Its vulnerable lyrics and various musical styles allow the listener to experience the wide range of emotions following heartbreak.”

— Sarah Doblibennani

When looking at the album as a whole, “Red (Taylor’s Version)” truly reflects Swift as an artist and showcases her talented voice and songwriting skills. For the OG Swifties, this album takes them down memory lane reminiscing on Swift’s old flames and giving them a feeling of nostalgia. From a musical standpoint, Swift’s light, sweet, yet powerful voice is heard in every track, and the music accompanying her does not diminish her voice but enhances it with textures and layers. It is because of pure talent that Swift is able to convey different messages in each of her songs. Throughout the album, Swift takes the listener on a rollercoaster of emotions. There will be songs in the album where Swift enables the listener to feel the gut-wrenching pain of heartbreak yet is able to leave them feeling 22 in another. Likewise, many Swifties on campus agree that Swift is a musical genius. Sarah Doblibennani (10) claims that the album “is the best musical creation by a human being. Its vulnerable lyrics and various musical styles allow the listener to experience the wide range of emotions following heartbreak.”

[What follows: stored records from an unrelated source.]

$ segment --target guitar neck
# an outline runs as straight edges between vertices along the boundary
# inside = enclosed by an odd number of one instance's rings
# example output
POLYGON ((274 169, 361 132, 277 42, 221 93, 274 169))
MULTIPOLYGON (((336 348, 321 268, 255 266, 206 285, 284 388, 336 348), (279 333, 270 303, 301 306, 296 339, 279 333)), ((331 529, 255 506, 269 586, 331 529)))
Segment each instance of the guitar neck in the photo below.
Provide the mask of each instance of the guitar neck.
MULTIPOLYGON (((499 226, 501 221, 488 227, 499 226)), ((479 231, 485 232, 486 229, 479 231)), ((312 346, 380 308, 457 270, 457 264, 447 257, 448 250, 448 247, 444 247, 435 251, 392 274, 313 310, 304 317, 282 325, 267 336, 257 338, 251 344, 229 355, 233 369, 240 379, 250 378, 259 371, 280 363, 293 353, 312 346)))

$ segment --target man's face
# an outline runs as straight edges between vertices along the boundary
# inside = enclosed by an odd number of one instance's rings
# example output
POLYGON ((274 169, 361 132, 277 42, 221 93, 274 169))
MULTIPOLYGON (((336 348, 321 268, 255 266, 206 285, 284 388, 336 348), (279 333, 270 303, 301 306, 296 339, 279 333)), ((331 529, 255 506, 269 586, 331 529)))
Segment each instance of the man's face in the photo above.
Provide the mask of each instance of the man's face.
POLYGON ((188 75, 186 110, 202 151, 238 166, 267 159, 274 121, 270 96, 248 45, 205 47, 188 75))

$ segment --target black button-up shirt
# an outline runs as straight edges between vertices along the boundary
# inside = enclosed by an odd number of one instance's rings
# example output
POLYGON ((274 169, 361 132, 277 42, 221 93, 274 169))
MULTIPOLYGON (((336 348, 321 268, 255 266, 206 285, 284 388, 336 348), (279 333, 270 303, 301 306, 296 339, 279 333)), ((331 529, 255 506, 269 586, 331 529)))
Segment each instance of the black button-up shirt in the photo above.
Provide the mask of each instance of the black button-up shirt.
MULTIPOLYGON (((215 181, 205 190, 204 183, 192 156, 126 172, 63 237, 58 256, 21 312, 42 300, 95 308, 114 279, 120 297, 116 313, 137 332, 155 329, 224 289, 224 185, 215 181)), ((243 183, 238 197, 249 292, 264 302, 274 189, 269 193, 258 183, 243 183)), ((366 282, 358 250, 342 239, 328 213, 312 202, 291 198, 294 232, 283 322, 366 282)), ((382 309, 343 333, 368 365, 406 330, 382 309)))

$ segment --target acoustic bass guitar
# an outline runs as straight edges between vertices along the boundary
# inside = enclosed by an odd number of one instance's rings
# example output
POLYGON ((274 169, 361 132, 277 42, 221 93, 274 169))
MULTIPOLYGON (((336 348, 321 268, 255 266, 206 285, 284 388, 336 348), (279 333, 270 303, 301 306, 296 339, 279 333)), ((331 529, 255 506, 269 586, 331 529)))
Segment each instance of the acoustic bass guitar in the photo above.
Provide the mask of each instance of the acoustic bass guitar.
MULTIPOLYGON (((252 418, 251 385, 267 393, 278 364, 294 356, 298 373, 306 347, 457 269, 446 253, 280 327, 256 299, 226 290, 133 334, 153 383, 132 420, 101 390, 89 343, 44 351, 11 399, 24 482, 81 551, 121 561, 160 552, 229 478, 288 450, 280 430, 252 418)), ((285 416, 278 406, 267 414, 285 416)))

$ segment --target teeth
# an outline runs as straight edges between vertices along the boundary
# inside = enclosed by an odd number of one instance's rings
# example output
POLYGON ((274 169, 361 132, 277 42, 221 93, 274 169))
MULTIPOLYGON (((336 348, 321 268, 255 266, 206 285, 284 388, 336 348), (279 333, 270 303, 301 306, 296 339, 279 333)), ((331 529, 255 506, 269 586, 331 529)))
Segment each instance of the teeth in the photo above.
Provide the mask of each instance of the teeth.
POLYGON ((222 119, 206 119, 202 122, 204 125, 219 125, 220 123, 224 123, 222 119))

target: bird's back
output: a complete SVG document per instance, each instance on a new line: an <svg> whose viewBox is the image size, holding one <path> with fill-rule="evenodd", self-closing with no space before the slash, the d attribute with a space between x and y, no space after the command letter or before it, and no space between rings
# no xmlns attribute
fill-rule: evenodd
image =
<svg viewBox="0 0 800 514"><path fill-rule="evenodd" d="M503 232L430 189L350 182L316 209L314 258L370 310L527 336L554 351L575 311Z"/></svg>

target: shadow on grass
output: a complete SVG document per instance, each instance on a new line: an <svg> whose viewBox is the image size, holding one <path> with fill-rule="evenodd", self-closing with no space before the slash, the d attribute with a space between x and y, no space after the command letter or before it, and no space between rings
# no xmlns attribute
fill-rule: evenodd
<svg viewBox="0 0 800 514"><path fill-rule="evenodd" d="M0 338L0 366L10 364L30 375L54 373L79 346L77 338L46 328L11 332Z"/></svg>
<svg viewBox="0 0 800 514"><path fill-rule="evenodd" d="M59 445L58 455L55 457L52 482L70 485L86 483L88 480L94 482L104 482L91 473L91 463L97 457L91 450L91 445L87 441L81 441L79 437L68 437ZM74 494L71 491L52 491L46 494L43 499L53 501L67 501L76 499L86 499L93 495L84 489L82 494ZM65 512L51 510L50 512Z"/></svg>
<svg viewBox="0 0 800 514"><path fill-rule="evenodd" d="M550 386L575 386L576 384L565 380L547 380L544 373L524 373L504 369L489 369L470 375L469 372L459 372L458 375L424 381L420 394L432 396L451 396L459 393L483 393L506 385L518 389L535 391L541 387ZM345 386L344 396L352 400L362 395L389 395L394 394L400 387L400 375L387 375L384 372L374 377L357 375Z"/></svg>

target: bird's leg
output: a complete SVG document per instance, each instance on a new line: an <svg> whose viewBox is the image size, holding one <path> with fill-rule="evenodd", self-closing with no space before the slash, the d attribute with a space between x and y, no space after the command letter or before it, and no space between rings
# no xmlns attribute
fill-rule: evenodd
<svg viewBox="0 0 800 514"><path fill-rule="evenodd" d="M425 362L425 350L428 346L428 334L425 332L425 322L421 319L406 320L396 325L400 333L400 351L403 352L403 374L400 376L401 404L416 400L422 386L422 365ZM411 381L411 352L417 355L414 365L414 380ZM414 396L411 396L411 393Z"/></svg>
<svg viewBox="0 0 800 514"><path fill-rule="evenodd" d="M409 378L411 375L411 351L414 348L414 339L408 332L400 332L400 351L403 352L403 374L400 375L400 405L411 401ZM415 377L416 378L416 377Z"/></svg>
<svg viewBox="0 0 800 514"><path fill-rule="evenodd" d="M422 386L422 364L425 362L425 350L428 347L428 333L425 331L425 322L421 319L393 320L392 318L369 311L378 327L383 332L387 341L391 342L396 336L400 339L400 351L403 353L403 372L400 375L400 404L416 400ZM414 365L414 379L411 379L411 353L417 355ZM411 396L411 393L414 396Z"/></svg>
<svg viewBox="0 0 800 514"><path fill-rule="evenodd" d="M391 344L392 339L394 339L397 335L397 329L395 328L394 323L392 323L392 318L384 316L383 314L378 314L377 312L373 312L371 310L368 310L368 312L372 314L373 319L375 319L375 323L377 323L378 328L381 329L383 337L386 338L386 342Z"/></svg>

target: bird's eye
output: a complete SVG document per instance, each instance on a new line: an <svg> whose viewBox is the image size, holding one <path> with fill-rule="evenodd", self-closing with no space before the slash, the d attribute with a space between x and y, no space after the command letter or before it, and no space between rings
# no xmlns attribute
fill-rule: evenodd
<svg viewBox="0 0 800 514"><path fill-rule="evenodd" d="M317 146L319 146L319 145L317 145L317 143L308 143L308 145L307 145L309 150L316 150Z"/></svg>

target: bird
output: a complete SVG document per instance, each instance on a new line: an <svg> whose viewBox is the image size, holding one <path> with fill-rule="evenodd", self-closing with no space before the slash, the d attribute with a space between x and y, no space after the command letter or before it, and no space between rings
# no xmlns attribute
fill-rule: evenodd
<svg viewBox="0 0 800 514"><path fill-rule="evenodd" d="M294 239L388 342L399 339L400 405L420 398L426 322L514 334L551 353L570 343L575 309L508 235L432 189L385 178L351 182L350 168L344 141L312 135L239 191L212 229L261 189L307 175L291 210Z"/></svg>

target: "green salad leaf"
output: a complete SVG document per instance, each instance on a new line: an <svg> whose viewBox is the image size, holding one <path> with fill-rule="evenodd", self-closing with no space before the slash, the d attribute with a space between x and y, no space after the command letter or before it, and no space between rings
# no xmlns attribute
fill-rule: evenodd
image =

So, is there really a difference between the original album “Red” and “Red (Taylor’s Version)”? There are not many major changes, especially not in the lyrics of the songs that were already on the original album. However, there may be subtle differences in the background music or instrument that can be heard if compared closely. This shows Swift’s desire for her songs to stay true to the original. Of course, the major difference between the two albums is the addition of “new” songs, technically songs that didn’t make it onto the original album, that are now on “Red (Taylor’s Version)”. For example, 9 songs are “From The Vault”, including “Babe (Taylor’s Version) (From The Vault)” which was cut from the original “Red” album and given to the country music duo, Sugarland (taylorswiftswitzerland.com). The new album also features artists on her “From The Vault” songs, such as Phoebe Bridgers on the song “Nothing New (Taylor’s Version) (From The Vault)”, Chris Stapleton on “I Bet You Think About Me (Taylor’s Version)”, and Ed Sheeran on “Run (Taylor’s Version) (From The Vault)”. Not only is it exciting to see Swift working with artists on her new songs, but it is also nostalgic to see that she was able to rerecord the songs that had features with the original artist. Once again but about 9 years later, Gary Lightbody is featured on “The Last Time (Taylor’s Version)” and Ed Sheeran on “Everything Has Changed (Taylor’s Version)”.

Overall, this album is like a potion that makes people fall in love with Taylor Swift all over again. Taylor Swift has already blessed everyone’s ears with her music, and there is no doubt that she will continue to do so in her future albums.